In the inventive method, the coating material (3) enclosing the four sides of the gypsum-based construction element on the belt (BB) may vary by whether the construction element (1) to be produced is requested to show fireproof property or not. A gauze or net made of glass fiber that is brought into a fabric form by means of a woven or non- woven, spunbond or spunlace can be used as the coating material (3) showing fireproof property. The coating material (3) also must show some air- permeable property and have a fiber array that is water resistant or may leak water to a very low degree. Preferably, a glass fiber gauze that is laid by means of wet method and has a weight preferably equal to 30 gr/m2 weight or a weight higher than this weight is used as the coating material (3). An E-type glass fiber gauze weighing 50 gr/m2 and being currently sold by Johns Manville company can be cited as an example for such glass fiber gauze. Products made of petroleum-derived materials such as polypropylene, polyamide or polyethylene can be preferred as the coating material (3) in production of a construction element (1) requiring no fireproof property. Besides, thick papers and/or cardboards being made of all kinds of cellulose pulp and having a weight more than 50 gr/m2 can be used as the coating material (3) in order to reduce the production cost in production of the construction element (1) requiring no nonflammability property and therefore the cost of the construction element (1).
At the step of bending the sides of the coating material (3) whereon there is mortar, by means of a shaper (E); the coating material (3) is bended from its two sides such that the opposing walls (4) making almost 90° angle with the belt (BB) in the shaper (E) will be formed. In a preferred embodiment of the invention, in the shaper (E) also, free ends of the walls (4) formed in this way are bended such that they will also make almost 90° angle with the related walls and face one another.
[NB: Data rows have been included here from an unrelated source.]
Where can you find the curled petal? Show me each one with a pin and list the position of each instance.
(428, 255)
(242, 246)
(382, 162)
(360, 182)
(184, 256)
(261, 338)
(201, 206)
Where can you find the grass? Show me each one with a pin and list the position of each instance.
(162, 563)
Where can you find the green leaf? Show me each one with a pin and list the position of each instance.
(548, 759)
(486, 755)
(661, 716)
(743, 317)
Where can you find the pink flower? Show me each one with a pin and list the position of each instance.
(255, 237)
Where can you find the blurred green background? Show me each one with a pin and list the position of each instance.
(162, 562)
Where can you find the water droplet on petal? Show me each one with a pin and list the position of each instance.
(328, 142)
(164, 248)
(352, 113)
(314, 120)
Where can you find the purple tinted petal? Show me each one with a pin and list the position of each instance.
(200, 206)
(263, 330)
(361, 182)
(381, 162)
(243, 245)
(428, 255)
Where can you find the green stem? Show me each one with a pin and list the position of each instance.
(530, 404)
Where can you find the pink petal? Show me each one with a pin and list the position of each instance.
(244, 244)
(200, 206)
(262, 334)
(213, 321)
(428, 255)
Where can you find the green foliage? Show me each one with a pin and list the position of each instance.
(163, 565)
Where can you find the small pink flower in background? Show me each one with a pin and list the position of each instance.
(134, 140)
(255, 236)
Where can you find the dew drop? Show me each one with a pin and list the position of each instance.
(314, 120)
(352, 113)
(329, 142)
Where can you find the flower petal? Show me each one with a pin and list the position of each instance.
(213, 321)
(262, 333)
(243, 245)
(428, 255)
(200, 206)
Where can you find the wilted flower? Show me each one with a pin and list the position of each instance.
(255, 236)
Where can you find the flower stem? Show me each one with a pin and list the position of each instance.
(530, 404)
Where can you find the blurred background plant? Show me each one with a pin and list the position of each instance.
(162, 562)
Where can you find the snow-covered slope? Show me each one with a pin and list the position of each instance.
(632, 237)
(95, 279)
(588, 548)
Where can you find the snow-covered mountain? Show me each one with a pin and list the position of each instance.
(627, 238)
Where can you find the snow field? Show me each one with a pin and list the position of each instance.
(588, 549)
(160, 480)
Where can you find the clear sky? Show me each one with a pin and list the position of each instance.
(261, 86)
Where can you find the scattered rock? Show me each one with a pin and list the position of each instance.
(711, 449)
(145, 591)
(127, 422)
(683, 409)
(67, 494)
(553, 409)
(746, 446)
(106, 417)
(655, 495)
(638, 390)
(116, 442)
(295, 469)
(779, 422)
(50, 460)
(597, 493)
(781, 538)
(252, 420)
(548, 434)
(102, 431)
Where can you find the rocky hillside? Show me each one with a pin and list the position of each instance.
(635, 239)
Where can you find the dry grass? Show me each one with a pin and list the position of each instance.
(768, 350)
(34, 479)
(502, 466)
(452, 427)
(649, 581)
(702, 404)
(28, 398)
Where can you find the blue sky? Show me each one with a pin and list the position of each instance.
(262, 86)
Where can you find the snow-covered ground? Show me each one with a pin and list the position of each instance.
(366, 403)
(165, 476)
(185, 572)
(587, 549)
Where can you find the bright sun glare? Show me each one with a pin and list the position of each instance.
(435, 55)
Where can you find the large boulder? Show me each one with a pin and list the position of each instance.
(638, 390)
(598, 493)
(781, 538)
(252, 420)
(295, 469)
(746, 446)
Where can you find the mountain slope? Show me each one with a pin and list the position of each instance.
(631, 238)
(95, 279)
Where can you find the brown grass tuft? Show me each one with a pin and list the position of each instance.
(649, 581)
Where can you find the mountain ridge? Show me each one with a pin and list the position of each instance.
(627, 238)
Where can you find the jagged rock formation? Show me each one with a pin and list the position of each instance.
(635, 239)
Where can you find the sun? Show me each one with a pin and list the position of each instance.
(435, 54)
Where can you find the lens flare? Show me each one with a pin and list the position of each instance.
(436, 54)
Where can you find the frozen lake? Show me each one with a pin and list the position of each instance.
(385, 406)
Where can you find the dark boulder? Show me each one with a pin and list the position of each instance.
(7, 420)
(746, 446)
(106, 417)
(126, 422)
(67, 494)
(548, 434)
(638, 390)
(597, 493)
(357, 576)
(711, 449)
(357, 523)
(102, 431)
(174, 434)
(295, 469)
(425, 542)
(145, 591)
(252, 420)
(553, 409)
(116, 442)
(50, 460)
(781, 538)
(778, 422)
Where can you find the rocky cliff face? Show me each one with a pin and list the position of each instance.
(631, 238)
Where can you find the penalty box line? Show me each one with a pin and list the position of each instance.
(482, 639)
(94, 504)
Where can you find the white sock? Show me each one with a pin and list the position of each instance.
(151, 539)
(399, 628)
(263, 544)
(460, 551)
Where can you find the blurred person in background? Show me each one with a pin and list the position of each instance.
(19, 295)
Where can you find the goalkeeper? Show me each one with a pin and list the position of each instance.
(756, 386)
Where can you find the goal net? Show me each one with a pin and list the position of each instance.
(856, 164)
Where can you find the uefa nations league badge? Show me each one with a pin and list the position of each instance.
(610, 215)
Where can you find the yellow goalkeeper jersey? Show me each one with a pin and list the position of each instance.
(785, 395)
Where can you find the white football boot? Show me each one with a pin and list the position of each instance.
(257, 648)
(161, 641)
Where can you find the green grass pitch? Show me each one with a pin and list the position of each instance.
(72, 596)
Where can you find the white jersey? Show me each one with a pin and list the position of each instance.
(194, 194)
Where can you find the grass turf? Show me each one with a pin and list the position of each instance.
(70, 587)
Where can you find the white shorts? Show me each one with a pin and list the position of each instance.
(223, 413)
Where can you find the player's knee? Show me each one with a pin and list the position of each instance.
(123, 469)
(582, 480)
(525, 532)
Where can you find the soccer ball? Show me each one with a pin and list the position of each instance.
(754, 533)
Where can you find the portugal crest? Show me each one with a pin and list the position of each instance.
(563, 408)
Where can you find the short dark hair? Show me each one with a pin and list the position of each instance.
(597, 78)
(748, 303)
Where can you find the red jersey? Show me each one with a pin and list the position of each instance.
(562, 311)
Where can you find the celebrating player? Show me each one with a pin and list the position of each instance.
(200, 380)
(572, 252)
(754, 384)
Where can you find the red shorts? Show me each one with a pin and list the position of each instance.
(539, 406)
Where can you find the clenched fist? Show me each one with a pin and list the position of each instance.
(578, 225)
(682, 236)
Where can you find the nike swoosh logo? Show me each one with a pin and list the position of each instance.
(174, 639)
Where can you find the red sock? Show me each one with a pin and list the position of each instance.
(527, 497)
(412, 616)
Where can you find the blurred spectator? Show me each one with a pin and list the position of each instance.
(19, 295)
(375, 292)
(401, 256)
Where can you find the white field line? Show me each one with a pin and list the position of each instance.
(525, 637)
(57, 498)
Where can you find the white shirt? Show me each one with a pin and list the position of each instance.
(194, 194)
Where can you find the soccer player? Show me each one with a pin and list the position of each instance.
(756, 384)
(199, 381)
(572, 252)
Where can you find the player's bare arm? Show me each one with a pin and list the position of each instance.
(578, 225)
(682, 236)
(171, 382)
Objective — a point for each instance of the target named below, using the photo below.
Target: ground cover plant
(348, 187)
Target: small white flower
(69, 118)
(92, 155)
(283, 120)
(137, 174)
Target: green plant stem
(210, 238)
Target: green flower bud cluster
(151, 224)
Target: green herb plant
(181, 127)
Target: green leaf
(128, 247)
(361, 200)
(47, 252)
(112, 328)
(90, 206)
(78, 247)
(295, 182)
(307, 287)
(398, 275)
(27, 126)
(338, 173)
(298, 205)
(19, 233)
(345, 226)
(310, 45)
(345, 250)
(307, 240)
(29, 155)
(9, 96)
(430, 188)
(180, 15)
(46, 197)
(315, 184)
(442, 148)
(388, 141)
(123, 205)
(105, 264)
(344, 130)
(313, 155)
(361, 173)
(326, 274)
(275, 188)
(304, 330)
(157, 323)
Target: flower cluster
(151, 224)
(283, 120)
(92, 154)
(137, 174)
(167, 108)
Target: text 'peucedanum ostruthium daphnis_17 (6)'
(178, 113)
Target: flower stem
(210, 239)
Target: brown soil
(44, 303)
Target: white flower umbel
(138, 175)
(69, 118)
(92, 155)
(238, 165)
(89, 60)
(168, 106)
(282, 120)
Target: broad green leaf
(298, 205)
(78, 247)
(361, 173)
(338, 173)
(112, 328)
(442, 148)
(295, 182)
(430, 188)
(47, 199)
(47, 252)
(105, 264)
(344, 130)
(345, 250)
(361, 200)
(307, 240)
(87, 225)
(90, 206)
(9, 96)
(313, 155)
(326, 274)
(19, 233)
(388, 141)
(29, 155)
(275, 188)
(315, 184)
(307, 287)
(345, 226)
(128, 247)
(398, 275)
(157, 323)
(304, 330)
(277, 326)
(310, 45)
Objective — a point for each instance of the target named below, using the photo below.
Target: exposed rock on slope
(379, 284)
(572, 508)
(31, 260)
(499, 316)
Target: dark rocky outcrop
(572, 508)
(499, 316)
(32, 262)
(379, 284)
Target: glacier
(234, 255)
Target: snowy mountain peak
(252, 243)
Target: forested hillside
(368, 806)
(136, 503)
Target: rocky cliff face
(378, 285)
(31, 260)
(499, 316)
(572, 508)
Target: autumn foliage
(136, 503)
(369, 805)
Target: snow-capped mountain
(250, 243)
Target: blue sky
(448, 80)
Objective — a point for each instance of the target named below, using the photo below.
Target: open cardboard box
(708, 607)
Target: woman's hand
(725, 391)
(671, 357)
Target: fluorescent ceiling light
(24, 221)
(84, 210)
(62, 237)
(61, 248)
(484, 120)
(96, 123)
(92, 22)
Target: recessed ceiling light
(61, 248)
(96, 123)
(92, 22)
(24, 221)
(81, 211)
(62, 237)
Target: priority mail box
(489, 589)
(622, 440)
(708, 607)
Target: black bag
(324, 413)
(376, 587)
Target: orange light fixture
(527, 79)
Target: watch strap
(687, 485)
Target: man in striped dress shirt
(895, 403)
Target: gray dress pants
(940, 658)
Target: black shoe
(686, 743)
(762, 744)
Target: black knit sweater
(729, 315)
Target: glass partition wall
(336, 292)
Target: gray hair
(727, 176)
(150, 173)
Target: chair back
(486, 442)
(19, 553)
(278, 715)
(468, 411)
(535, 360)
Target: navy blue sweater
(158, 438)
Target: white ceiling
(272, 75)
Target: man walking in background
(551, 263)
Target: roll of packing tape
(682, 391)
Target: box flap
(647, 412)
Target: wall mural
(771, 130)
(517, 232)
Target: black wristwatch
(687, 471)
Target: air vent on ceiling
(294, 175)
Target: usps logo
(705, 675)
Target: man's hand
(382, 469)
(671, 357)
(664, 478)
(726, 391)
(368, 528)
Thereby, at the step of -to be carried out later- feeding another planar coating material (3) from a second coil (C) and then laying it onto the mortar such that the mortar on the coating material (3) is covered up; it is ensured that the coating material laid can settle onto the surfaces (5) obtained by bending the free ends of the walls (4).
The inventive method also comprises the step of cutting the construction element (1), which is obtained from the core (2) upon the wet mortar dries and sets and the coating material (3) covering the four sides of the core (2), into requested sizes by means of suitable cutting tools in a cutting station (G). In a preferred embodiment of the invention, the cutting tools included within the cutting station (G) are tools such as reciprocating wire saw or water jet which are suitable for cutting the construction element without breaking up the construction element.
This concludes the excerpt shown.